Доктор Эндрюс продолжал перечислять запреты, но я его уже не слышу. Я словно поместилась в вакуум. Уши заложило, боль ушла на второй план. Весь мой мир, вся моя дальнейшая жизнь, разрушились прямо сейчас. Я закрываю глаза, в надежде мгновенно уснуть. Убраться из этого кошмара. Я больше не сдерживаю слёзы. Они льются быстрым ручьём на подушку. Сквозь гул в ушах я слышу крик, и не сразу понимаю, что это я кричу. В палату забегает мама, за ней отец и медсестра. Я бью бессильными руками, плачу, и не могу ничего сказать.
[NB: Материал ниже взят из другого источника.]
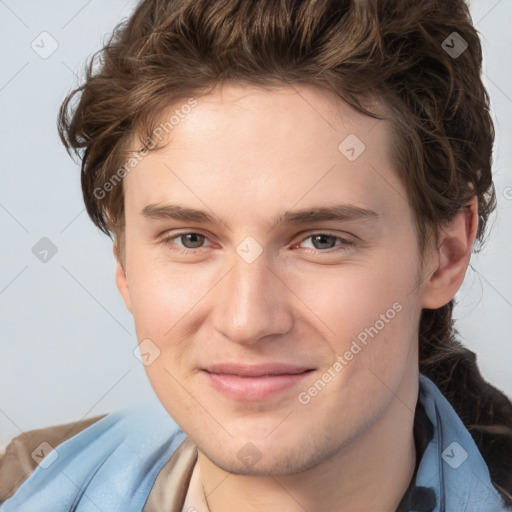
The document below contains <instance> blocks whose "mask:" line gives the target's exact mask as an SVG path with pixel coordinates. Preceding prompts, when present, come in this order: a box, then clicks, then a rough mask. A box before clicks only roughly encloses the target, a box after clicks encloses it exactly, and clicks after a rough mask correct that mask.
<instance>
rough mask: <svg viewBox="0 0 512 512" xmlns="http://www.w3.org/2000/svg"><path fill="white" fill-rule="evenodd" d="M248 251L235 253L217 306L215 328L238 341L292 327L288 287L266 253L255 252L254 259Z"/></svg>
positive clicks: (240, 341) (233, 338)
mask: <svg viewBox="0 0 512 512" xmlns="http://www.w3.org/2000/svg"><path fill="white" fill-rule="evenodd" d="M241 246H242V249H243V248H244V246H243V245H242V244H241ZM245 248H246V249H247V247H245ZM237 252H240V247H239V248H238V250H237ZM246 255H247V253H243V252H242V255H240V254H238V253H237V254H234V255H233V258H232V260H231V271H230V272H229V273H228V274H227V275H226V277H225V279H223V282H222V283H220V284H221V288H220V294H219V295H218V296H217V298H216V301H215V306H214V307H215V310H216V312H215V314H214V318H215V320H214V322H215V328H216V329H217V331H219V332H221V333H223V334H224V335H225V336H227V337H228V338H230V339H231V340H232V341H236V342H238V343H254V342H256V341H258V339H260V338H262V337H263V336H268V335H271V334H280V333H281V334H282V333H284V332H286V331H287V330H289V329H290V327H291V315H290V311H289V310H288V308H287V304H286V293H285V290H286V287H285V286H284V284H283V283H282V282H281V280H280V279H279V278H278V277H277V276H276V271H275V270H274V269H273V268H272V267H271V262H269V259H268V258H267V257H266V253H265V252H261V253H260V254H259V255H257V256H255V257H254V253H253V255H252V256H253V257H254V259H253V258H248V257H246Z"/></svg>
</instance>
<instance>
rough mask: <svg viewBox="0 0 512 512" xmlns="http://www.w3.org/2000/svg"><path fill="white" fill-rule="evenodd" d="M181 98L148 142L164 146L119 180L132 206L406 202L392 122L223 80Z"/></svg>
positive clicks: (295, 86)
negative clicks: (197, 94)
mask: <svg viewBox="0 0 512 512" xmlns="http://www.w3.org/2000/svg"><path fill="white" fill-rule="evenodd" d="M189 100H190V99H189V98H185V99H183V100H181V101H179V102H175V103H173V104H172V105H171V106H169V107H168V108H166V109H164V110H163V111H162V112H161V115H160V116H159V119H158V121H157V123H156V124H155V130H154V132H153V136H154V138H155V142H159V139H160V138H161V139H162V142H163V143H168V144H167V145H166V146H164V147H163V148H162V149H160V150H158V151H154V152H150V153H149V154H148V155H147V156H146V157H144V159H142V160H141V162H140V163H139V164H138V165H137V166H136V168H135V170H134V172H130V173H129V175H127V176H126V178H125V181H126V183H125V187H126V188H125V190H126V194H127V197H128V198H129V200H130V201H132V202H135V203H137V205H138V206H141V207H144V206H146V205H147V204H148V203H152V204H155V203H162V202H168V201H172V200H176V199H177V198H180V199H181V198H182V197H183V196H186V198H187V199H188V200H190V201H191V202H193V203H194V206H195V207H200V206H201V207H204V206H205V204H204V203H205V202H206V200H207V199H208V200H210V201H211V200H212V199H214V198H215V200H216V201H219V200H220V201H223V200H225V201H226V202H229V204H230V205H231V207H235V206H236V205H238V206H240V209H243V210H247V209H248V208H247V207H248V205H249V204H251V203H252V204H255V205H257V206H259V208H260V210H261V206H263V205H269V207H272V206H273V204H274V202H275V203H276V204H277V203H278V202H279V203H281V206H291V205H293V204H297V202H298V201H301V202H302V204H301V206H304V207H305V206H307V202H308V201H313V202H318V200H319V199H320V200H323V201H325V202H335V201H336V202H339V201H338V200H339V199H343V200H344V201H345V202H350V203H353V204H356V205H357V204H358V205H359V206H362V207H370V205H369V203H372V206H373V207H374V208H375V207H378V206H380V207H381V209H383V208H384V209H385V208H386V201H385V200H383V199H385V198H386V195H388V196H390V197H389V199H394V200H395V201H396V199H398V198H399V196H402V199H403V198H404V197H405V192H404V191H403V190H401V184H400V183H399V182H398V179H397V176H396V173H395V172H394V169H393V162H392V161H391V158H390V148H391V144H392V132H391V121H389V120H383V121H379V120H377V119H374V118H371V117H369V116H365V115H364V114H361V113H360V112H358V111H356V110H355V109H354V108H352V107H351V106H350V105H348V104H347V103H345V102H343V101H342V100H341V99H340V98H339V97H338V96H336V95H334V94H333V93H331V92H329V91H326V90H324V89H321V88H320V87H315V86H304V85H301V86H295V85H294V86H281V87H272V88H268V87H260V86H254V85H247V84H243V83H229V84H223V85H221V86H218V87H216V88H215V89H214V90H213V91H212V92H211V93H210V94H208V95H206V96H198V97H195V98H194V102H190V101H189ZM191 105H193V106H191ZM373 106H374V107H375V109H374V110H377V109H379V108H380V110H379V112H382V111H383V108H381V107H379V105H378V104H376V103H374V105H373ZM171 120H172V122H171ZM162 128H163V129H162ZM155 134H156V135H155ZM140 143H141V141H140V140H139V141H136V142H134V143H133V149H135V148H137V147H140V145H141V144H140ZM341 196H342V197H341ZM393 196H395V197H393ZM201 200H203V201H201ZM201 202H203V204H201ZM217 208H222V206H221V205H220V204H219V205H218V206H217ZM139 211H140V209H139ZM274 213H275V212H272V213H271V215H273V214H274ZM248 215H250V214H248Z"/></svg>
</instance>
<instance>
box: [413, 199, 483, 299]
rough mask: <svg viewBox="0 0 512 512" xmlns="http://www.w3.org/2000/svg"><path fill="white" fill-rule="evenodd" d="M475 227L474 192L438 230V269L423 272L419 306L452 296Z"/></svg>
mask: <svg viewBox="0 0 512 512" xmlns="http://www.w3.org/2000/svg"><path fill="white" fill-rule="evenodd" d="M477 230H478V202H477V198H476V196H475V197H473V198H472V199H471V201H470V202H469V203H468V204H467V205H466V206H464V207H462V208H461V209H460V210H459V212H458V213H457V214H456V216H455V217H454V218H453V219H452V220H451V221H450V222H449V223H448V224H447V226H446V227H445V228H444V229H443V230H442V232H441V237H440V242H439V247H438V248H437V249H436V251H435V259H436V261H437V269H436V270H435V272H433V273H432V274H431V275H430V277H429V276H425V284H424V286H423V290H422V297H421V307H422V308H425V309H438V308H440V307H442V306H444V305H445V304H447V303H448V302H450V300H452V299H453V298H454V297H455V294H456V293H457V291H458V290H459V288H460V287H461V285H462V282H463V281H464V276H465V275H466V270H467V267H468V264H469V260H470V257H471V249H472V247H473V242H474V241H475V237H476V233H477Z"/></svg>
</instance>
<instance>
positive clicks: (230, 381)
mask: <svg viewBox="0 0 512 512" xmlns="http://www.w3.org/2000/svg"><path fill="white" fill-rule="evenodd" d="M312 371H313V370H308V371H306V372H303V373H297V374H286V375H265V376H264V377H240V376H238V375H230V374H225V373H224V374H220V373H209V372H207V371H203V373H204V374H205V375H206V377H207V379H208V381H209V383H210V385H211V386H212V387H213V388H214V389H216V390H217V391H219V392H221V393H222V394H224V395H226V396H227V397H229V398H234V399H236V400H265V399H267V398H270V397H272V396H274V395H277V394H279V393H281V392H283V391H285V390H286V389H290V388H292V387H294V386H297V385H298V384H299V383H300V382H301V381H302V380H303V379H304V378H305V377H307V376H309V375H310V374H311V373H312Z"/></svg>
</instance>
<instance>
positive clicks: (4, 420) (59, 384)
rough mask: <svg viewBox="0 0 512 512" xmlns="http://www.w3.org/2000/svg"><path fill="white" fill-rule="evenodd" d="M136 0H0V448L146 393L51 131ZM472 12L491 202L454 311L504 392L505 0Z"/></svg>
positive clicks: (464, 329)
mask: <svg viewBox="0 0 512 512" xmlns="http://www.w3.org/2000/svg"><path fill="white" fill-rule="evenodd" d="M135 3H136V2H135V1H133V0H132V1H124V0H123V1H122V0H90V1H88V2H87V1H84V0H66V1H63V0H60V1H52V2H41V1H36V0H0V28H1V30H0V52H1V65H0V112H1V115H0V127H1V135H2V136H1V138H0V150H1V152H0V157H1V158H0V184H1V187H0V237H1V238H0V244H1V245H0V247H1V248H2V252H1V260H0V261H1V265H0V450H1V448H2V445H4V446H5V444H6V443H7V442H8V441H9V440H10V439H11V438H12V437H14V436H15V435H18V434H20V433H21V432H22V431H24V430H28V429H31V428H38V427H42V426H46V425H52V424H57V423H64V422H70V421H77V420H79V419H82V418H85V417H92V416H96V415H98V414H103V413H108V412H110V411H112V410H114V409H117V408H119V407H122V406H124V405H128V404H131V403H133V402H135V401H142V400H144V401H146V400H155V396H154V393H153V391H152V389H151V386H150V385H149V382H148V380H147V378H146V375H145V372H144V368H143V366H142V365H141V364H140V363H139V361H138V360H137V359H136V358H135V356H134V355H133V350H134V348H135V347H136V344H137V341H136V337H135V332H134V326H133V321H132V318H131V315H130V314H129V312H128V311H127V310H126V309H125V307H124V304H123V302H122V300H121V298H120V296H119V294H118V292H117V289H116V287H115V282H114V259H113V256H112V251H111V242H110V240H109V239H108V238H107V237H106V236H104V235H102V234H101V233H100V232H99V231H98V230H97V229H96V228H95V227H94V226H93V224H92V222H91V221H90V220H89V218H88V217H87V215H86V213H85V211H84V209H83V204H82V197H81V191H80V182H79V168H78V166H77V165H75V164H74V163H73V161H72V160H71V159H70V158H69V157H68V156H67V154H66V152H65V150H64V148H63V146H62V145H61V144H60V141H59V139H58V135H57V131H56V116H57V111H58V108H59V105H60V102H61V101H62V99H63V98H64V96H65V94H66V93H67V92H68V91H69V90H70V89H71V88H72V87H74V86H75V85H76V84H77V76H76V75H77V74H78V75H79V76H80V75H81V73H82V70H83V63H84V62H85V59H86V58H87V57H88V56H89V55H91V54H92V52H94V51H95V50H97V49H99V48H100V46H101V43H102V42H103V41H104V40H105V39H106V37H107V35H108V34H109V32H110V31H111V30H112V28H113V27H114V26H115V24H116V23H117V22H119V21H120V20H121V19H122V18H124V17H126V16H128V15H129V14H130V12H131V10H132V9H133V7H134V5H135ZM471 11H472V16H473V20H474V22H475V24H476V26H477V29H478V30H479V32H480V33H481V37H482V43H483V47H484V81H485V83H486V85H487V87H488V90H489V93H490V96H491V101H492V107H493V116H494V120H495V123H496V131H497V136H496V147H495V157H494V160H495V166H494V173H495V186H496V191H497V195H498V212H497V215H495V216H494V217H493V220H494V222H493V224H494V226H493V229H492V231H491V235H490V238H489V240H488V242H487V245H486V247H485V249H484V250H483V252H482V253H481V254H479V255H476V256H474V258H473V260H472V267H473V268H470V269H468V273H467V276H466V280H465V282H464V285H463V287H462V288H461V290H460V292H459V293H458V295H457V299H458V300H459V301H460V302H459V304H458V306H457V312H456V317H457V319H458V322H457V325H458V328H459V330H460V332H461V335H462V337H463V339H464V341H465V343H466V345H467V346H468V347H469V348H470V349H472V350H474V351H475V352H476V353H477V355H478V361H479V365H480V368H481V371H482V374H483V375H484V377H485V378H486V379H488V380H489V381H490V382H491V383H493V384H494V385H495V386H497V387H498V388H500V389H502V390H503V391H505V392H506V393H507V394H508V395H509V396H512V372H511V369H512V368H511V366H512V365H511V362H512V343H511V341H512V340H511V337H510V332H511V330H512V272H511V270H510V265H511V262H512V242H511V240H512V171H511V164H512V145H511V144H510V140H511V134H512V71H511V65H510V63H511V62H512V49H511V46H512V31H511V30H510V22H511V21H512V0H501V1H497V0H492V1H490V0H473V2H472V4H471ZM44 31H46V32H48V33H49V34H51V37H52V38H53V39H55V40H56V41H57V43H58V48H57V50H56V51H55V52H54V53H53V54H52V55H51V56H49V57H48V58H46V59H44V58H41V57H40V56H39V55H38V54H37V53H36V52H35V51H34V50H33V49H32V47H31V43H32V42H33V41H34V40H35V41H36V43H37V42H38V41H40V40H41V37H45V38H46V39H45V47H44V48H41V50H40V51H43V50H48V49H50V48H51V46H50V44H51V41H50V39H48V36H40V34H41V33H42V32H44ZM447 35H448V34H447ZM38 44H39V45H40V46H41V45H42V43H40V42H39V43H38ZM42 237H48V238H49V239H50V240H51V241H52V242H53V243H54V244H55V245H56V247H57V249H58V252H57V254H56V255H55V256H54V257H53V258H51V259H50V260H49V261H48V262H47V263H42V262H41V261H39V260H38V259H37V258H36V257H35V256H34V254H33V253H32V247H33V246H34V245H35V244H36V243H37V242H38V241H39V240H40V239H41V238H42Z"/></svg>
Мне ставят укол, но я дёргаю рукой, и маленькая струйка крови, стекает по руке,
***
Я первый раз стою на пуантах, которые мне подарили на Рождество родители. Хореограф хвалит меня, не первый раз за занятие и я расплываюсь в улыбке. Мне пять лет…
Мама уже пришла за мной и стоит в дверях. Я вся вспотевшая и красная от жары, не смотрю в её сторону, чтобы не сбиться.
«Раз-два-три», – повторяю у себя в голове.
Мама улыбается, когда я подпрыгиваю возле станка.
Урок заканчивается, миссис Рокковски, грозно смотрит на нас, говоря домашние задание. Я слушаю её, как заворожённая. Впитываю каждое слово.
Одиннадцать лет спустя.
Играет громкая музыка. Я прилично разбегаюсь, отталкиваюсь от пола и взмываю верх, как птица. Выгибаю спину, вытягиваю ноги. Плавно приземляюсь. Мы ставим мюзикл « Ромео и Джульетта», в современной интерпретации… Моя первая ведущая роль.
– Зря ты ушла из классического балета, – Миссис Рокковски появляется из неоткуда, вовремя перерыва.
– Здравствуйте. Я рад Вас видеть,– она прекрасная. Высокая, статная. Волосы чёрные, затянуты в шишку. Длинное чёрное платье подчёркивает тончайшую талию.
– Не жалеешь? – она кивает в сторону сцены, – Современный балет люди воспринимают совершенно по-другому. Мы с группой ставим «Сон в летнюю ночь», ты бы идеально подошла на роль Титании.
– Ого, это серьёзное произведение. Мне приятно, что вы верите в меня, но я хочу накопить достаточно опыта в разных направлениях, перед тем, как буду поступать в академию. Современный балет – ещё один этап в моей жизни!
– Что ж, у тебя ещё достаточно времени подумать, чего ты хочешь. Не советую часто метаться от одного к другому. Но знаешь, ты можешь попробовать пройти кастинг, в какую-нибудь труппу или мюзикл, и всё пойдёт куда быстрее.
– Я люблю учиться.
Настоящее время.
Я мечтала стать хореографом. Профессионально заниматься балетом. Практически каждый день я упорно тренировалась по пять часов. Танцы были огромной частью моей жизни, и занимали приличное место в моём сердце. Неужели мне придется бросить всё это? Оставить танцы – равносильно для меня, что отрезать и выбросить на мусорку часть своего сердца. Столько сил, слёз и нервов были потрачены, по пути к своей цели. Теперь мне придётся оставить всё это.
Когда у меня случилась истерика, мне вкололи укол успокоительного, и спустя время, я уснула. Я проспала несколько часов, и проснулась, когда отец уехал. С огромным трудом я заставила маму вспомнить о себе и съездить домой, отдохнуть. Ей было необходимо поспать, принять душ – отвлечься от меня.
Ко мне заходила медсестра, молодая, лет двадцати пяти, с огромными губами, накрашенными бледно розовым блеском. У нее был противный, писклявый голосок. Она сказала мне, что я пролежу здесь ещё, не меньше недели, и принесла мне ужин. Есть мне естественно не хотелось, и через некоторое время поднос с нетронутой едой забрали.